I’m a database-data-software person and I spend my time doing the sort of work Alteryx does (and I own some of their stock).

Software like this has been around for a long time. Microsoft has a product bundled in with their database offering (SQL Server has SQL Server Integration Studio), and I used a piece of software 20-odd years ago called Mercator that did the same thing. They aren’t alone in the space.

Alteryx allows non-technical people to bring different data sources together, merge and process the data, and then report on it, including doing big-data type things (see the big-data discussion yesterday). I don’t know how easy it is to use, or how customizable it is. Software like this tends to do 80% of what you need very easily, and then makes the other 20% very difficult (we call it the 80-20 rule in the software biz - 80% of the work takes 20% of the time, and the remaining 20% takes 80% of the time). If you have some weird data that you need to process, it can be very difficult to get a tool like this to do it.
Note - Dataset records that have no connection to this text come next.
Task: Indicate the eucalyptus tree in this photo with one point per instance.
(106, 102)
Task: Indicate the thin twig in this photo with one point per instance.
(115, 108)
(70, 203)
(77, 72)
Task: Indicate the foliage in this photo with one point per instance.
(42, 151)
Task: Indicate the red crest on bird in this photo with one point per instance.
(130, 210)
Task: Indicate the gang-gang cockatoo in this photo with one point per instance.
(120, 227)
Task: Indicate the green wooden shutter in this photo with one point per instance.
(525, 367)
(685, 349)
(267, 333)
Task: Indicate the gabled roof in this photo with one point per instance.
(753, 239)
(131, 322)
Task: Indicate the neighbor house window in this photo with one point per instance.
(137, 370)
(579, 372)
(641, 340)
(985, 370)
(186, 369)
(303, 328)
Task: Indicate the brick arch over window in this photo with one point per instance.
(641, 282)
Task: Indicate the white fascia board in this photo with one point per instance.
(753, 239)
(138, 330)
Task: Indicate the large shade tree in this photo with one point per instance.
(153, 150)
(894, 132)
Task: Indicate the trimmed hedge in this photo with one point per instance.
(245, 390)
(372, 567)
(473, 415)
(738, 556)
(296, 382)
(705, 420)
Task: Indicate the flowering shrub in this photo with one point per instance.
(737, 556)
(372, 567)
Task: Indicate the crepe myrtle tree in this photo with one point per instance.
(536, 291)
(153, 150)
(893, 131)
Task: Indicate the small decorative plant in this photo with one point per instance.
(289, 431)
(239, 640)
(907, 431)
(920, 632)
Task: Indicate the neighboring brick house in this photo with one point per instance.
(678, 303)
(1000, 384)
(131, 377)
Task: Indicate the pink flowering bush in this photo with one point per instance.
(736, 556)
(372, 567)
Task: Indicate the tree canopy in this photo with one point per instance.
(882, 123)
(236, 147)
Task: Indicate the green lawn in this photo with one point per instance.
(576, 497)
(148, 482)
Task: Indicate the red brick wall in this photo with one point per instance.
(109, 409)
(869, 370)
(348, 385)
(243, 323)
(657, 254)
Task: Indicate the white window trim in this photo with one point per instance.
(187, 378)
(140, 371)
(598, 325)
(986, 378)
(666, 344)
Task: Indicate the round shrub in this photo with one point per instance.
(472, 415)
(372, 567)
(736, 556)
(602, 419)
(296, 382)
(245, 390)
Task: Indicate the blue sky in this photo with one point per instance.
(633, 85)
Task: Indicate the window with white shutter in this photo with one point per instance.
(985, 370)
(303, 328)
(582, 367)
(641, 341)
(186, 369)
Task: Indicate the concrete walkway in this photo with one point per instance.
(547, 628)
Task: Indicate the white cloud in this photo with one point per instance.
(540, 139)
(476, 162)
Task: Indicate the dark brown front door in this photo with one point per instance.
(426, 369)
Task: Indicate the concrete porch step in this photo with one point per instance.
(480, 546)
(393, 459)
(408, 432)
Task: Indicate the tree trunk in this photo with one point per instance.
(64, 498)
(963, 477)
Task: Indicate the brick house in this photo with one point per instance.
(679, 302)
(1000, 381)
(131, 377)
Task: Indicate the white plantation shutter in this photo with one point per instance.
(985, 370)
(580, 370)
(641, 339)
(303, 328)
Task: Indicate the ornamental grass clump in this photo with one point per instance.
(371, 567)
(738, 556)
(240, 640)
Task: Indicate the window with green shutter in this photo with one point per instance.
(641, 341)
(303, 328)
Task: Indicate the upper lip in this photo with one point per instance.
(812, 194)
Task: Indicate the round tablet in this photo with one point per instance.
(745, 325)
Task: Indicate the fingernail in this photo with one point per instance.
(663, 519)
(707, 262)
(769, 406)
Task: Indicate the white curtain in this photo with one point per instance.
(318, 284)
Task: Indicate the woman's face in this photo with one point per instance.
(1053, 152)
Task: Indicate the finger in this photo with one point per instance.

My big concern is their moat - it won’t be hard for a competitor to improve their offering so that it competes on functionality and undercuts on price. It would take time for competitors to take away existing customers, as people have invested in learning the software and creating solutions with it.

If Alteryx does well, I suspect they’ll be bought by a company like Microsoft or IBM. If they aren’t acquired, I would be concerned about a competing product that offers more functionality and/or under prices them.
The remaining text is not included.